Encontro-me em uma situação complicada porque eu sou partidária do “cadê as críticas negativas? Precisamos!”. Ao mesmo tempo, entendo que, nesse caso específico, algumas outras questões precisam ser levadas em consideração, e entre elas: 1) tem muito mais obra produzida por homem sendo resenhada e divulgada por aí; 2) nem sempre a mulher é levada tão a sério assim, seja produzindo a obra quanto opinando sobre ela; 3) tem obra produzida por mulher que precisa ser analisada por uma mulher porque só uma mulher entende o que está escrito ali porque ela vive aquilo.

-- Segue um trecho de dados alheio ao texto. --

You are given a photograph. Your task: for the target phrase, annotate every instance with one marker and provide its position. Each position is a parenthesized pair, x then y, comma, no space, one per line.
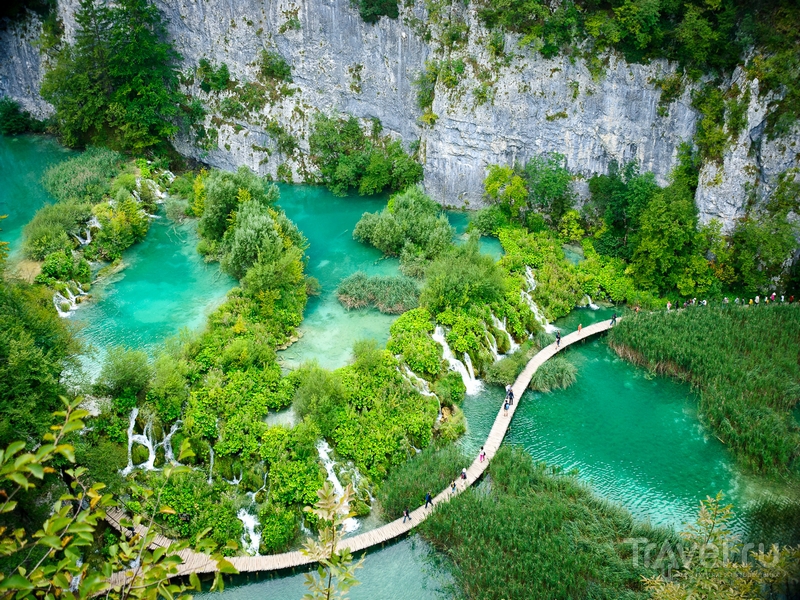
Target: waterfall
(528,299)
(492,346)
(422,387)
(70,300)
(501,325)
(146,439)
(324,450)
(251,540)
(472,384)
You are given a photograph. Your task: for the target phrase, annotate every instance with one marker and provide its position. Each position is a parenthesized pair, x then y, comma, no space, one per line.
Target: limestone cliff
(526,104)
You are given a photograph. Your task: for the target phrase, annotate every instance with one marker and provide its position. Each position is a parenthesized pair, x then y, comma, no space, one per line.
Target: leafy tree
(335,574)
(715,565)
(49,561)
(118,80)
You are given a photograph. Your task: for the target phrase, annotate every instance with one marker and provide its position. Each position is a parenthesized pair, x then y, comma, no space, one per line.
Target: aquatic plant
(534,533)
(556,373)
(431,470)
(744,362)
(390,295)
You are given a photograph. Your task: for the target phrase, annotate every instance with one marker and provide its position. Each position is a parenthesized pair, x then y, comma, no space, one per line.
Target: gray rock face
(342,64)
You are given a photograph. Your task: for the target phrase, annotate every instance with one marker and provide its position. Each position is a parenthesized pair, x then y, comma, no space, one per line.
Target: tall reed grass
(528,533)
(391,295)
(745,362)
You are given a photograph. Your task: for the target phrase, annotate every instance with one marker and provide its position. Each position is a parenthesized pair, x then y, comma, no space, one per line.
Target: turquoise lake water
(635,438)
(23,160)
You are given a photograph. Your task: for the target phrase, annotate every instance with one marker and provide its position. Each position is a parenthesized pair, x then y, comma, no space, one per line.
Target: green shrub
(53,227)
(85,177)
(273,66)
(431,470)
(556,373)
(390,295)
(372,10)
(124,372)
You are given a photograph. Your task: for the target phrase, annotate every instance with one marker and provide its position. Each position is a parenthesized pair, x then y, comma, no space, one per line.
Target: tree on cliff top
(117,83)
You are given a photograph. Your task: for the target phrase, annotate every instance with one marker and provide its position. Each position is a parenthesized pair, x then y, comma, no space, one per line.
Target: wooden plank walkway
(195,562)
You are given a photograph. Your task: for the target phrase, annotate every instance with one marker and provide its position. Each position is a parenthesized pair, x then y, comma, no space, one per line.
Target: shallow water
(165,287)
(23,161)
(636,438)
(408,569)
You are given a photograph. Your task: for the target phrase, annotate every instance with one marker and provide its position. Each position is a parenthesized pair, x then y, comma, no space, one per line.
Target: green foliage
(36,349)
(62,266)
(487,533)
(461,278)
(744,362)
(372,10)
(52,228)
(390,295)
(125,372)
(14,120)
(349,159)
(431,470)
(412,226)
(222,193)
(213,79)
(556,373)
(272,66)
(84,177)
(118,82)
(409,338)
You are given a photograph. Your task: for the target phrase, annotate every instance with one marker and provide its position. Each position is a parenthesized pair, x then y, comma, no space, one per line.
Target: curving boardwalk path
(196,562)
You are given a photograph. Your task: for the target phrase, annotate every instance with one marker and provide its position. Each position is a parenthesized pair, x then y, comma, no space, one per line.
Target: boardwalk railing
(196,562)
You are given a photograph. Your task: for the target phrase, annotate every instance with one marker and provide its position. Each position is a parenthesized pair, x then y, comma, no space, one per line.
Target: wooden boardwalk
(195,562)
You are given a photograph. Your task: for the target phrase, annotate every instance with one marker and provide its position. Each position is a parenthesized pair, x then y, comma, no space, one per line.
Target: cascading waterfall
(422,387)
(501,325)
(324,450)
(146,439)
(526,296)
(251,539)
(70,300)
(473,385)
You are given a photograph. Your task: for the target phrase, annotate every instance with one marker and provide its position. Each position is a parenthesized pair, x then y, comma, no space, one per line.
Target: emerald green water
(635,438)
(23,160)
(164,288)
(407,569)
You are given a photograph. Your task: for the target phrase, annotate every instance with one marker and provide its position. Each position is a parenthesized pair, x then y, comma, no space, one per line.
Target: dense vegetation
(117,84)
(390,295)
(350,159)
(744,361)
(510,539)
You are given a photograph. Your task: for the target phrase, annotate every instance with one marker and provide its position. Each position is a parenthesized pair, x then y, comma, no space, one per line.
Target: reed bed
(556,373)
(431,470)
(390,295)
(745,363)
(531,533)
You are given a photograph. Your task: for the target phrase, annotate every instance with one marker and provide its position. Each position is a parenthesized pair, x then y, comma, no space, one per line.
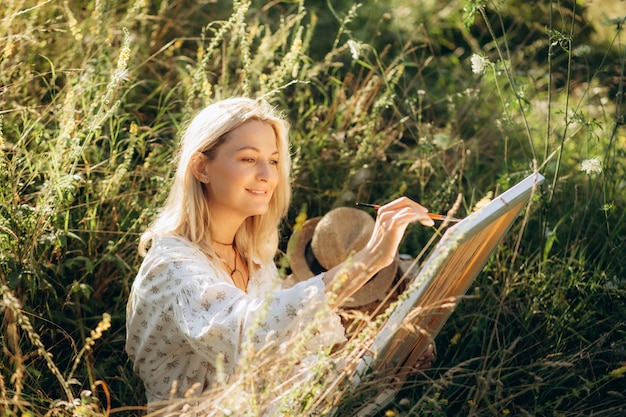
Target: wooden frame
(435,291)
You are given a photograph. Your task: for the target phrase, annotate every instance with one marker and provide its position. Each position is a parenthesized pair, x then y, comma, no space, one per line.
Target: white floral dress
(184,313)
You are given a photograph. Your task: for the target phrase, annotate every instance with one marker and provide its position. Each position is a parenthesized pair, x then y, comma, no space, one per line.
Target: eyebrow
(253,148)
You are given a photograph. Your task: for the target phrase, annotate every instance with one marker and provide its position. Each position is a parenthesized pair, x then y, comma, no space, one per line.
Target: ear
(199,165)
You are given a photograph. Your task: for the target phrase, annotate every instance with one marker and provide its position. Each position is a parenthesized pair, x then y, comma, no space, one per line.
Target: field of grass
(463,97)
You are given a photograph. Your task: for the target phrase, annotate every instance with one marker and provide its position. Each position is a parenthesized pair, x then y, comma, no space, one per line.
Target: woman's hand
(391,222)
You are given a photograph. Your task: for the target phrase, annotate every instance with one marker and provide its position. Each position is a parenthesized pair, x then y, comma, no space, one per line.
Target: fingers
(404,211)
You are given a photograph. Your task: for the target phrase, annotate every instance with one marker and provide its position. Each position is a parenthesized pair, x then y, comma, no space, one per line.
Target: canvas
(435,290)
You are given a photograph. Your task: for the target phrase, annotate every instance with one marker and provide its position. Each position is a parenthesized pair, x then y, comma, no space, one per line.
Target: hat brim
(374,290)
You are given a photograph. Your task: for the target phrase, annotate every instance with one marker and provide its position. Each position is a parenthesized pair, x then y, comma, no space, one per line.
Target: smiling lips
(257,192)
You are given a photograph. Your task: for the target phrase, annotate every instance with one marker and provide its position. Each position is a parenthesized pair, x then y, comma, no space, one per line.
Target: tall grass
(92,99)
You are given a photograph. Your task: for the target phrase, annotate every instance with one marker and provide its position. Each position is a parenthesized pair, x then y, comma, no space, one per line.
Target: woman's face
(244,173)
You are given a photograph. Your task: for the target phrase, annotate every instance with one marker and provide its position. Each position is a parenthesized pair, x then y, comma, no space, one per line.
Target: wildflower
(479,64)
(591,166)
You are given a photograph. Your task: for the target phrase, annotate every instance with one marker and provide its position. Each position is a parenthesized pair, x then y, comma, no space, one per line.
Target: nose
(266,172)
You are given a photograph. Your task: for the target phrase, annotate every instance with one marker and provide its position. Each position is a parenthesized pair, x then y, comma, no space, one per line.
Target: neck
(224,228)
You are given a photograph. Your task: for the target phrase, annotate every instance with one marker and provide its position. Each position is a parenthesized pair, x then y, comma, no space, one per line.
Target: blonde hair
(186,213)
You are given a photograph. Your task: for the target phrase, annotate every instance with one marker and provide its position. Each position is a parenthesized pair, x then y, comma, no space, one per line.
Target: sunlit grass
(91,100)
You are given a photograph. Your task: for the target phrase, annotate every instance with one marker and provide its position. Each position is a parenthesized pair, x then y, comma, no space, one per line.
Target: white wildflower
(479,64)
(355,48)
(591,166)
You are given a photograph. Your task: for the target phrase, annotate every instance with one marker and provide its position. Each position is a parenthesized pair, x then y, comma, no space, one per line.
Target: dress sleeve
(216,317)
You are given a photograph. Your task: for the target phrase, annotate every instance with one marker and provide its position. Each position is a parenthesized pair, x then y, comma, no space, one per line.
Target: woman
(208,277)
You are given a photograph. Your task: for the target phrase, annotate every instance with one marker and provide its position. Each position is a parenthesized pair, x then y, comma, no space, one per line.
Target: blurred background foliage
(383,102)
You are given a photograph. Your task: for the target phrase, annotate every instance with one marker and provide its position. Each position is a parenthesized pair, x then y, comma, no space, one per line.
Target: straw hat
(324,242)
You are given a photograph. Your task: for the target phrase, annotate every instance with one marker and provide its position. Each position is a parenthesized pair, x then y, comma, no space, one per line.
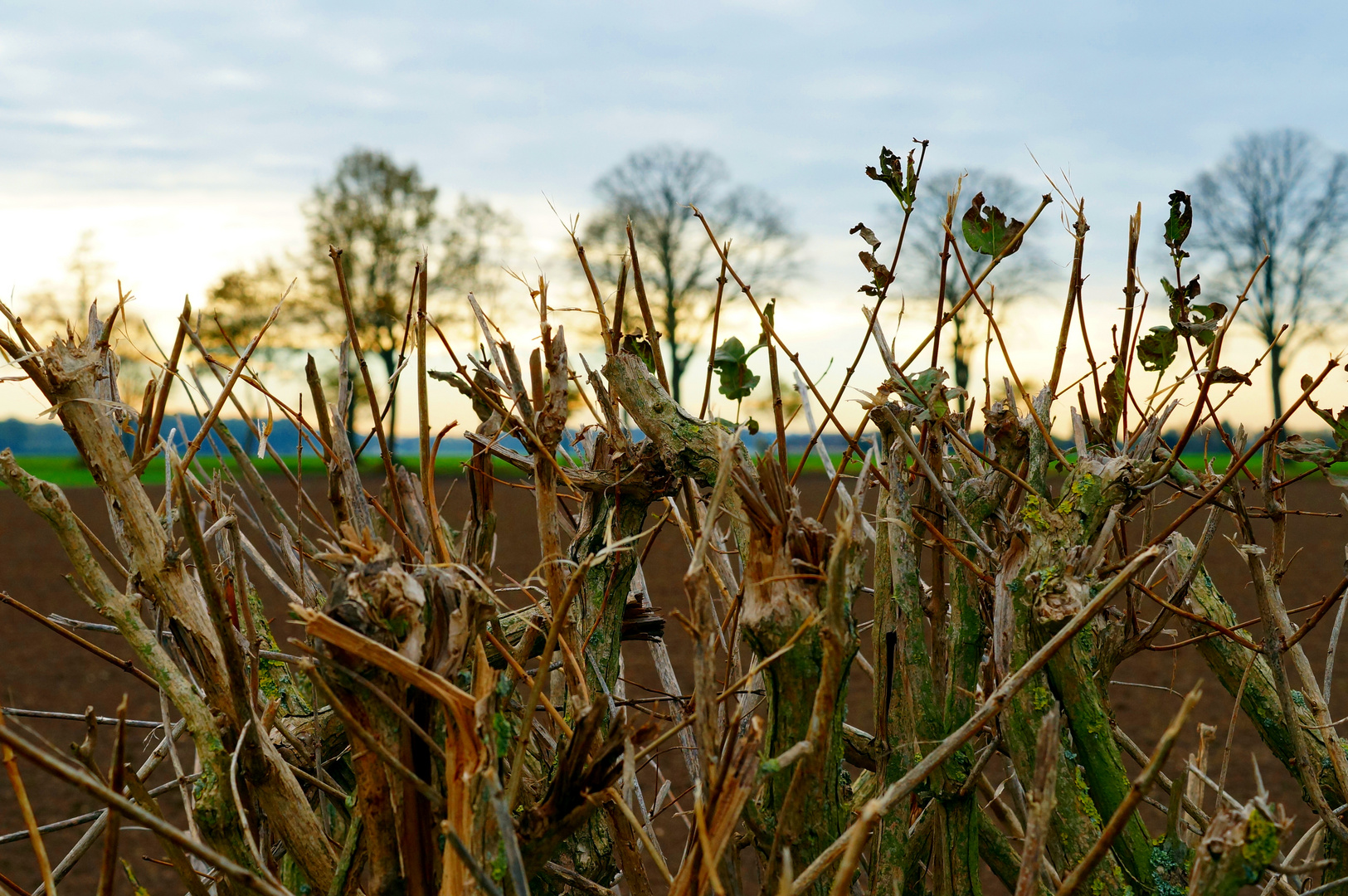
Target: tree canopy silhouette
(653,189)
(1282,194)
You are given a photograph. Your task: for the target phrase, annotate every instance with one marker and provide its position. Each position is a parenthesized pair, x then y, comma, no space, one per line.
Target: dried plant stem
(21,794)
(995,704)
(1141,785)
(100,791)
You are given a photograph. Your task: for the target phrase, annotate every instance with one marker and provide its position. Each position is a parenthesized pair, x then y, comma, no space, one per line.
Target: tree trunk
(1276,371)
(392,430)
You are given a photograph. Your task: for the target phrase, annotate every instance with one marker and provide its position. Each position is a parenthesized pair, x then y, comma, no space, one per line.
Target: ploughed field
(41,670)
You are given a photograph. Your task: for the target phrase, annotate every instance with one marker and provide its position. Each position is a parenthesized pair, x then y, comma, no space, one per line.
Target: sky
(187,136)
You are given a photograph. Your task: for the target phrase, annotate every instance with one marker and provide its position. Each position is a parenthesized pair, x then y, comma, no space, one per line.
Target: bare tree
(1278,193)
(383,217)
(1017,275)
(474,248)
(654,189)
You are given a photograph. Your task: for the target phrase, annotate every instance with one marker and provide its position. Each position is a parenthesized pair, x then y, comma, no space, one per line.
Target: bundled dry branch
(422,738)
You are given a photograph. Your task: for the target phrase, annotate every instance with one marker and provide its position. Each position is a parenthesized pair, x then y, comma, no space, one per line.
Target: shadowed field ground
(39,670)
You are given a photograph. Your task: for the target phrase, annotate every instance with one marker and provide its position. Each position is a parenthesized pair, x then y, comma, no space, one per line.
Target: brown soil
(39,670)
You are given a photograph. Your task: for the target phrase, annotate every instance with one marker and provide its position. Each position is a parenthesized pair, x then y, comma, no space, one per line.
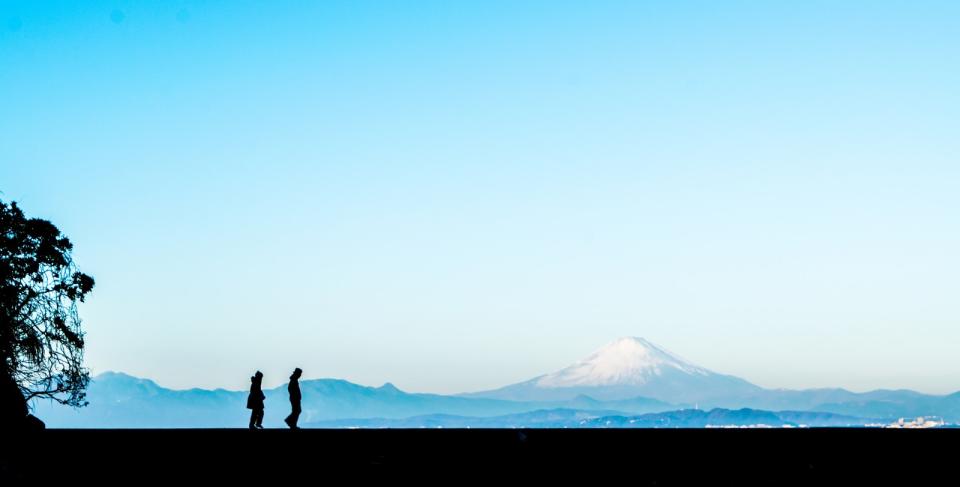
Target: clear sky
(453,196)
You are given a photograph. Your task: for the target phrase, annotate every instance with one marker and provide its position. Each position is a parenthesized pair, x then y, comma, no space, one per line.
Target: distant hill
(627,378)
(121,401)
(569,418)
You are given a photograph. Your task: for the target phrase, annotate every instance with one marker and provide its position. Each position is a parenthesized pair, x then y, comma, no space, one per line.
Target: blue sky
(453,196)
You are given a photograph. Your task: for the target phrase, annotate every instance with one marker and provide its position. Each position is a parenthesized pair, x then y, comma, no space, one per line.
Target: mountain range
(626,383)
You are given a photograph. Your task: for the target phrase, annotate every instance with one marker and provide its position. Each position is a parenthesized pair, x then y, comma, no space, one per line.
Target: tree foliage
(41,343)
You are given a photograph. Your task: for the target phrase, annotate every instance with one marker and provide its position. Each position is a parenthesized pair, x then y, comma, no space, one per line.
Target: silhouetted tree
(41,344)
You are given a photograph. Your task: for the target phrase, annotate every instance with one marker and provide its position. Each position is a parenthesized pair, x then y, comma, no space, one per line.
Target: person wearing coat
(255,401)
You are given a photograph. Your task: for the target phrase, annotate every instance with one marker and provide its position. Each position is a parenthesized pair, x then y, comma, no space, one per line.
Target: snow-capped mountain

Parece cruel ou extremista sendo dito dessa forma (jamais utilizarei a expressão radical porque radical é algo que vem da raiz, e acho isso bonito demais para ser usado com uma conotação negativa). Mas é uma realidade. E agora retorno ao tema inicial: a crítica musical. Música sempre foi algo considerado masculino. É tipo futebol, sabe? Você fala que gosta, e logo te pedem a escalação do seu time em 1987. E banda de mulher? Pior ainda. Nunca é boa o suficiente.

Eis que surge aqui um espaço quase inabitado: mulheres escrevendo sobre mulheres que fazem música. Para não dizer que é exagero, só em maio de 2015 a jornalista Jessica Hopper lançou o livro “The First Collection of Criticism by a Living Female Rock Critic” e, logo na abertura, ela diz o quanto é importante que as mulheres se posicionem como críticas musicais, reclamem esse espaço. Porque ninguém quer dar isso a elas.

Então fica a pergunta… Por mais que o jornalismo seja uma profissão que busque a tal da imparcialidade (que é um mito, convenhamos), e por mais que devamos escrever as críticas isentas de interesses e/ou viéses, será que é tão ruim assim utilizar a visibilidade como uma forma de dar voz a quem dificilmente teria? Usar esse espaço como forma de militância é antiético mesmo?